Run agentic search, then optionally scrape a specific source
if the answer references something worth digging into further.
"""
full_query = f"{question}\n\nContext: {context}" if context else question
result = agentic_search(full_query)
answer = result.get("answer", "")
sources = result.get("sources", [])
print(f"Initial answer:\n{answer}\n")
print(f"Sources used: {len(sources)}")
for s in sources:
print(f" - {s.get('title')} ({s.get('url')})")
# If the answer mentions a specific doc or page worth reading fully,
# you can scrape it and pass that content back for a deeper pass.
if sources:
top_source_url = sources[0].get("url")
print(f"\nScraping top source for deeper context: {top_source_url}")
full_text = scrape_page(top_source_url)
# Now run a follow-up with the full page content as grounding
followup_result = agentic_search(
f"{question}\n\nFull text of primary source:\n{full_text[:4000]}"
)
return followup_result.get("answer", answer)
return answer
if __name__ == "__main__":
question = "What are the current rate limits for the OpenAI Assistants API and how do they differ by tier?"
final_answer = research_with_followup(question)
print(f"\nFinal answer:\n{final_answer}")
The key thing here is that the agentic search call is not just "search and return links." It's running its own internal loop: reformulating queries, following promising threads, discarding junk sources, and producing an answer with citations attached. Then the outer code can decide whether to go one level deeper on any cited source.
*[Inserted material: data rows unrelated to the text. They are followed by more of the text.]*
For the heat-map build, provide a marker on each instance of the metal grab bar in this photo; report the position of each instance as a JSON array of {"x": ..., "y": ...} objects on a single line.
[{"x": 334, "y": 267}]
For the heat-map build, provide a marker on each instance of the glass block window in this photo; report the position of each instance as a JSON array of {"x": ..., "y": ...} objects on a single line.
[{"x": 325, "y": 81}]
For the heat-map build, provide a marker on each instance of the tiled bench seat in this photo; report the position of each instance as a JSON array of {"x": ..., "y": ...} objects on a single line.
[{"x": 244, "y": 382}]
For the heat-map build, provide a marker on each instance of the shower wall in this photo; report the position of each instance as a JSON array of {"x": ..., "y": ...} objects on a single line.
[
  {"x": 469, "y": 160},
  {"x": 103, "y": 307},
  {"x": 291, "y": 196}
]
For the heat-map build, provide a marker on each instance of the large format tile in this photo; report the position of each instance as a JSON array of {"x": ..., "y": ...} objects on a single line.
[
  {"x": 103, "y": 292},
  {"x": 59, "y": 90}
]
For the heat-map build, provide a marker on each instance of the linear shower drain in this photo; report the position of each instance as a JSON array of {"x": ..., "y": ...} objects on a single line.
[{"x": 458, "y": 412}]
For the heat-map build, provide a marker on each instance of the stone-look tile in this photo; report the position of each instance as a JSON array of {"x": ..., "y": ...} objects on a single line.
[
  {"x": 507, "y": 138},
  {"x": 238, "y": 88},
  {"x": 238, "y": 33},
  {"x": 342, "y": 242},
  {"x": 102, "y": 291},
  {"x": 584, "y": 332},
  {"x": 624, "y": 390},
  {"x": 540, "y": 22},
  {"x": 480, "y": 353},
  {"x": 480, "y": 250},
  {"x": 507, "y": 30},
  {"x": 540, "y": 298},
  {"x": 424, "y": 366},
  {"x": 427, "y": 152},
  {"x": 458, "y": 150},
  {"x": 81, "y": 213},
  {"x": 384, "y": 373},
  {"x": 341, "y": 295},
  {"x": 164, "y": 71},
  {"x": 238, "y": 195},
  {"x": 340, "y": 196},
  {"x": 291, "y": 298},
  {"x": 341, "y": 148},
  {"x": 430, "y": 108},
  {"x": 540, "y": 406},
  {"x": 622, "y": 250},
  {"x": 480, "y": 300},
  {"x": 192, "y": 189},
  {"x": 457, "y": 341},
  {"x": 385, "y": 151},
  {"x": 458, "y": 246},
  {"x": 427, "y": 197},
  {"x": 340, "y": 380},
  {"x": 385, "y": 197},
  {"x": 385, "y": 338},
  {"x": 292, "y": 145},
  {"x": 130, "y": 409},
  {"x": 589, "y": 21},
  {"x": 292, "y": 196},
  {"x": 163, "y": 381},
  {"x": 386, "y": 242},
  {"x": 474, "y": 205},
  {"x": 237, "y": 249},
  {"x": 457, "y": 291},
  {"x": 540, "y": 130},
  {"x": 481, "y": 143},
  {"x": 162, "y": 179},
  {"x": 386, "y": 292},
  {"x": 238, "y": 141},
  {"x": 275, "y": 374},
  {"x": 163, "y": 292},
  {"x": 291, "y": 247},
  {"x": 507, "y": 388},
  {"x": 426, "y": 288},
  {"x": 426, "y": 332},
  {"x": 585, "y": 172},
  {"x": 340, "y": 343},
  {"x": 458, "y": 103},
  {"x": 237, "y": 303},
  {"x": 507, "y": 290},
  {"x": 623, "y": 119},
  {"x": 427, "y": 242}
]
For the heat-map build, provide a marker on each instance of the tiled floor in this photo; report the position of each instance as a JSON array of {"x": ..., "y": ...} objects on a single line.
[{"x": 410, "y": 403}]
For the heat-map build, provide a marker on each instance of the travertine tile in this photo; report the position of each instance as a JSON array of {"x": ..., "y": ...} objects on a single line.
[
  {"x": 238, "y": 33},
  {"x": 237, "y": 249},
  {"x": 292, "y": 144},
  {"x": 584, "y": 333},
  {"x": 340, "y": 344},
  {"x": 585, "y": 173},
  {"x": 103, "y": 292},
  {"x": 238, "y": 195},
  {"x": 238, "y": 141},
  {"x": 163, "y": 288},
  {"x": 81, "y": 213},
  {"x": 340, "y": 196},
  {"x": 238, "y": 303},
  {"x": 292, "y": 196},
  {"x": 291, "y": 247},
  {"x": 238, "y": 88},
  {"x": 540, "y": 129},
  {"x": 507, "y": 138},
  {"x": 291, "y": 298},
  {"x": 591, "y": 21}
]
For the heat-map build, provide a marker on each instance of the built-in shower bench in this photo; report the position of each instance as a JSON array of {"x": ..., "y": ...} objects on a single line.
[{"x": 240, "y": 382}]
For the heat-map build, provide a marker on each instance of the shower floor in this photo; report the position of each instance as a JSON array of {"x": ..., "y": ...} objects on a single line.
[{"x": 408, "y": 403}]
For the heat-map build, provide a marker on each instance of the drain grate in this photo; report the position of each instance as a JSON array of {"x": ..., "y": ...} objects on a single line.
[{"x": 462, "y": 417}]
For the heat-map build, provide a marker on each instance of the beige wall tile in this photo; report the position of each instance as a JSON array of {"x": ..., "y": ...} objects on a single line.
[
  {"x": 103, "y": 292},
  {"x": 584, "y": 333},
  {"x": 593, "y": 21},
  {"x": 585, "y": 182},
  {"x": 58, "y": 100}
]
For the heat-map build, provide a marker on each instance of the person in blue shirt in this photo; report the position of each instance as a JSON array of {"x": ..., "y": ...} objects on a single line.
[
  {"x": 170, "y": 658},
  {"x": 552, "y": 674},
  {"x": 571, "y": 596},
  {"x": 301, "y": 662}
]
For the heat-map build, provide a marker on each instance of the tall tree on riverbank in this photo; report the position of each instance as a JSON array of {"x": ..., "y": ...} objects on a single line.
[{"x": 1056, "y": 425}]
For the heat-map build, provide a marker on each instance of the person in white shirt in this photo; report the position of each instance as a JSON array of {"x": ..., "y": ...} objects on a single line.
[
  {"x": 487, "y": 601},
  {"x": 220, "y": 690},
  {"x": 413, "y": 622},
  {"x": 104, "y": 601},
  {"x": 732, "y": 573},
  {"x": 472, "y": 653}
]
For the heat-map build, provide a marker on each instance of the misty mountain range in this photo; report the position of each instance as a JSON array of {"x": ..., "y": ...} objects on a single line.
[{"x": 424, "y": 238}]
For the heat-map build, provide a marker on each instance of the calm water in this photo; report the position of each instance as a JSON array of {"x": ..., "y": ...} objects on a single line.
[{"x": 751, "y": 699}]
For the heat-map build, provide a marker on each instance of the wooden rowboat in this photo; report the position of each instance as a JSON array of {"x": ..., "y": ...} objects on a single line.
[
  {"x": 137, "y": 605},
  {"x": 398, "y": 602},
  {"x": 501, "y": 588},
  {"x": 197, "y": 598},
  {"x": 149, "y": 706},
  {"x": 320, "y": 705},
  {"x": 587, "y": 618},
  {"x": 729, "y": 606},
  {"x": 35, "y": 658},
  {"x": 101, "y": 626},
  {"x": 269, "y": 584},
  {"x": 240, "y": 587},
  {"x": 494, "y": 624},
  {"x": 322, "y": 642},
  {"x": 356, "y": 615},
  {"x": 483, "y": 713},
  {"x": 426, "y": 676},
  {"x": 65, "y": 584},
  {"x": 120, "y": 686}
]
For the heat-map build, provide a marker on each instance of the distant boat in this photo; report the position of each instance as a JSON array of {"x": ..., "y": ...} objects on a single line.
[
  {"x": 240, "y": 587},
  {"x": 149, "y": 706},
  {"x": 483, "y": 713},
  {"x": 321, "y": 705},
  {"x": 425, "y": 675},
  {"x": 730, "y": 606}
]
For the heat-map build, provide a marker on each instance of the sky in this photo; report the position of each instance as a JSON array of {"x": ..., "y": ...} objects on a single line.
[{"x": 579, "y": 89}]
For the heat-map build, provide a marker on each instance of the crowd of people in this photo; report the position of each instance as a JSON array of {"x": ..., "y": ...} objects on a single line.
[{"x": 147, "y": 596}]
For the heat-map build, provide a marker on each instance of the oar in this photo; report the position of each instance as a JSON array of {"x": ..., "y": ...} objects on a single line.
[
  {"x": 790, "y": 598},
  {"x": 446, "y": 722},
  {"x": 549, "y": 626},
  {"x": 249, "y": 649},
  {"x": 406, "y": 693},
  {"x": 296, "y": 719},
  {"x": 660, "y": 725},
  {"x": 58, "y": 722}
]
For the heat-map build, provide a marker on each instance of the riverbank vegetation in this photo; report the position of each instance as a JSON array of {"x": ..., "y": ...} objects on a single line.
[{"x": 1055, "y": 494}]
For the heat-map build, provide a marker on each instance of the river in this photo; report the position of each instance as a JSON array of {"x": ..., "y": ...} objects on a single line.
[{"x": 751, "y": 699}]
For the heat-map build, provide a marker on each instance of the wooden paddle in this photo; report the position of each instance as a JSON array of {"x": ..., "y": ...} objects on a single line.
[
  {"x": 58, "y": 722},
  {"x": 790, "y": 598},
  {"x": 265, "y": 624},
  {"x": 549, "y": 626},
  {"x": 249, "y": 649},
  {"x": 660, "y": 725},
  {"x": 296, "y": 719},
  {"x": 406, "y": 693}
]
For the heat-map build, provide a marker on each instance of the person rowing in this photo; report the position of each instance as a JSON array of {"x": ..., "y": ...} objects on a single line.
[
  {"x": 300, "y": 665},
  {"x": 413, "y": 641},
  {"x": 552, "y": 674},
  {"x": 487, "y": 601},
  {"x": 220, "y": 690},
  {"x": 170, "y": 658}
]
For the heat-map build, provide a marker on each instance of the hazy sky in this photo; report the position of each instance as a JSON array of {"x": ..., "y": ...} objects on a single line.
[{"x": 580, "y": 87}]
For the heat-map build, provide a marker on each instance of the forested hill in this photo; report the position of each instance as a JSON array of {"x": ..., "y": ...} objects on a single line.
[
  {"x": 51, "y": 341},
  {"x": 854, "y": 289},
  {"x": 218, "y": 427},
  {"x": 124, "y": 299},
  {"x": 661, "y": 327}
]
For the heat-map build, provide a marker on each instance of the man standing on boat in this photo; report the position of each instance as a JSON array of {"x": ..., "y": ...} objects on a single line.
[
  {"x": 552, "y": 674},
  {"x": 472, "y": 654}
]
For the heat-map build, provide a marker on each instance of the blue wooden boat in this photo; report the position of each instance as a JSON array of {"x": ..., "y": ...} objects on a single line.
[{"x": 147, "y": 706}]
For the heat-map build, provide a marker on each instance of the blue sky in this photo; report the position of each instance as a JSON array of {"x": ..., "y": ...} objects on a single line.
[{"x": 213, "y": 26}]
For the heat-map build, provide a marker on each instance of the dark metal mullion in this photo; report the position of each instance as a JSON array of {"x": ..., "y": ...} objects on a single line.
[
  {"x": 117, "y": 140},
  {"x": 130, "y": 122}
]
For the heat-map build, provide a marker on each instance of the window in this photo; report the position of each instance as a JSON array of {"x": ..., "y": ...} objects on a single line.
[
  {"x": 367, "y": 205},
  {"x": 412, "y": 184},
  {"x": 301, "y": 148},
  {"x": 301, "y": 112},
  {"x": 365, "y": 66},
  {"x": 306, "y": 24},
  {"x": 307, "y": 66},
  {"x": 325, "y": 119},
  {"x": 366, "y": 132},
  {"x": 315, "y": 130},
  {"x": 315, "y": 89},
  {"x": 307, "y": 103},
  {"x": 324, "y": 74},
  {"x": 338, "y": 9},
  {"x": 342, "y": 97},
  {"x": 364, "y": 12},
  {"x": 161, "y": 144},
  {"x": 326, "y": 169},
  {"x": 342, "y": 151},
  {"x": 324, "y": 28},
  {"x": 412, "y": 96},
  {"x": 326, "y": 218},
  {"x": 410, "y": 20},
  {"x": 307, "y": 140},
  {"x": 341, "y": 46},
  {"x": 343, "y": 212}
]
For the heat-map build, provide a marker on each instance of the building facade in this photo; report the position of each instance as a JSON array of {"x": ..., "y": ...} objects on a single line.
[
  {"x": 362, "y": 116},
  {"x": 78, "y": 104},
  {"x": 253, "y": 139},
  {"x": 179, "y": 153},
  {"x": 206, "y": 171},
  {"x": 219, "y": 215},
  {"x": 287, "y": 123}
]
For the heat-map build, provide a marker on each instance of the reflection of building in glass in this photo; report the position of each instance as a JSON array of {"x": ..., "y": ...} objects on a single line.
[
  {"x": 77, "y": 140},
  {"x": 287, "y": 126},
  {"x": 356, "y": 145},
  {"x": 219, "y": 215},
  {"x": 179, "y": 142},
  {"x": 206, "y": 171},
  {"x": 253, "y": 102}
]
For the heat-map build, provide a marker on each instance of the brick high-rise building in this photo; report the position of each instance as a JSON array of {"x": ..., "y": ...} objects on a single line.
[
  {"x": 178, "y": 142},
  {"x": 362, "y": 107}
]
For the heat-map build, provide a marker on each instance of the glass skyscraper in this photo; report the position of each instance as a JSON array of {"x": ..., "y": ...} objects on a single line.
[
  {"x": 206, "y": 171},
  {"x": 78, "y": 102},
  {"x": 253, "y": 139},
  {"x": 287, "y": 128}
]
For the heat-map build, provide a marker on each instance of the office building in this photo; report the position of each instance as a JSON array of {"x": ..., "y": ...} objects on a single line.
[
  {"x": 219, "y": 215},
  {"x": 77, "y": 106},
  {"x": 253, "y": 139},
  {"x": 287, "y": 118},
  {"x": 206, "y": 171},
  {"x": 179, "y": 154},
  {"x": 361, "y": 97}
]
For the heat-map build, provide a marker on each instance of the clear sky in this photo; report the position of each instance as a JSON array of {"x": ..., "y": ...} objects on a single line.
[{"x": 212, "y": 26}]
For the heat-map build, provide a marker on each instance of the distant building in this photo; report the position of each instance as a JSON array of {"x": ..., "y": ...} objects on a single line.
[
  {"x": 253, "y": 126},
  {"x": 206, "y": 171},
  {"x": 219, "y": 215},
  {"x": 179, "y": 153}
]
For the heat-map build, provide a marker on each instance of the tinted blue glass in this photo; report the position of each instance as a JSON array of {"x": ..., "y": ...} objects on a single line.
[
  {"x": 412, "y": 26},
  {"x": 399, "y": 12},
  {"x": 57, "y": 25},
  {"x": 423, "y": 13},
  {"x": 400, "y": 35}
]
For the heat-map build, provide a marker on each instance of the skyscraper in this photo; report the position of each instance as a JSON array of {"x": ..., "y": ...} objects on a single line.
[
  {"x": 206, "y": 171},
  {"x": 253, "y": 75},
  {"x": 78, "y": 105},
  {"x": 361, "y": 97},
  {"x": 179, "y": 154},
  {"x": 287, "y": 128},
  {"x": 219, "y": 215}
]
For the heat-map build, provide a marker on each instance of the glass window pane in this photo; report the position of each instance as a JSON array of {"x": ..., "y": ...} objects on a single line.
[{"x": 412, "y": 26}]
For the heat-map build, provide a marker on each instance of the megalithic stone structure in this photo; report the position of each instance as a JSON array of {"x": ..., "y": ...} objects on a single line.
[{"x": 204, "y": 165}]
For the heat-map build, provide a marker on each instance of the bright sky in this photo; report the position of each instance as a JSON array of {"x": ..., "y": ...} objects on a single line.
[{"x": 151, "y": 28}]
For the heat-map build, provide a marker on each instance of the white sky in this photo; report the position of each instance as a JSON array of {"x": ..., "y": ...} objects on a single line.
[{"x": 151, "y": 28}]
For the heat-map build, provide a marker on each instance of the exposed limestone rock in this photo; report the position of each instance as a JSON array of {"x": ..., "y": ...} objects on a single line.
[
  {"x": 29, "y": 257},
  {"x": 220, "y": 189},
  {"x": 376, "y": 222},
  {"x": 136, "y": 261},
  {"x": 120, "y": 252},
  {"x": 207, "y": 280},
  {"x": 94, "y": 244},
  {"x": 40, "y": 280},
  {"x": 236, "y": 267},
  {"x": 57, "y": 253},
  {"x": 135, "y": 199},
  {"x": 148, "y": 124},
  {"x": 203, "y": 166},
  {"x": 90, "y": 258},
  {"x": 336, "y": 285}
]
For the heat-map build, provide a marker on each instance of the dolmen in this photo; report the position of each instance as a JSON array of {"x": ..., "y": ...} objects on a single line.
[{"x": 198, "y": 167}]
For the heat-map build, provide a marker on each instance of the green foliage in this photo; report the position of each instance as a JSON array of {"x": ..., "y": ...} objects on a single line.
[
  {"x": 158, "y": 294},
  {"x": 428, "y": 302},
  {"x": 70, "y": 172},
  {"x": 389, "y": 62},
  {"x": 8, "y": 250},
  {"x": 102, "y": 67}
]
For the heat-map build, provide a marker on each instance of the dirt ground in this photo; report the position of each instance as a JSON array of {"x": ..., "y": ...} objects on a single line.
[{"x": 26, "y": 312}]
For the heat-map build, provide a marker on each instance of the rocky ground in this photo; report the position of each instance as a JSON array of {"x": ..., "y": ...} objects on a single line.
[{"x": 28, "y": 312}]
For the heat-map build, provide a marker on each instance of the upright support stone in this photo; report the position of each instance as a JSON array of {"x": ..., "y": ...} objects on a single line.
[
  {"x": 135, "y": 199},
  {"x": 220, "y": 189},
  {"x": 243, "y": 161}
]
Why Snippets Are Not Enough for RAG
When you're building a RAG pipeline and you index search result snippets, you're indexing 150-character summaries written by search engines to generate clicks. Those snippets frequently omit the actual technical details: the exact configuration parameter, the version constraint, the exception to the rule that matters for your use case.
For factual retrieval tasks, this is fine. For technical research, it's a consistent source of hallucination. The LLM fills in the missing detail from training data, confidently, and wrong.
The fix is to fetch full page content for the sources that actually matter, get clean structured text (not raw HTML), and index that. When you integrate agentic search into a RAG pipeline, the output you want to embed is not the answer text. It's the source content the answer was grounded in, tagged with the query that surfaced it.
def build_rag_chunks(question: str) -> list[dict]:
result = agentic_search(question)
chunks = []
for source in result.get("sources", []):
full_text = scrape_page(source["url"])
chunks.append({
"url": source["url"],
"title": source["title"],
"content": full_text,
"query": question,
})
return chunks
Now you have grounded, full-text chunks you can actually embed and retrieve later, not snippets.
Where to Go From Here
The research loop is not complicated conceptually, but it has real operational costs: latency goes up, token usage goes up, and you need a budget strategy so agents don't spin forever on hard questions. A step limit of 3 to 5 iterations covers most real-world queries without runaway costs.
If I were building this for production, I'd add a confidence score threshold to the evaluation step so the loop exits early when the answer quality is already high, rather than always burning the full budget. I'd also log every query and source fetched so I can audit where the agent went wrong when users report bad answers, because they will.
The link-fetching approach feels like research. The loop actually does it.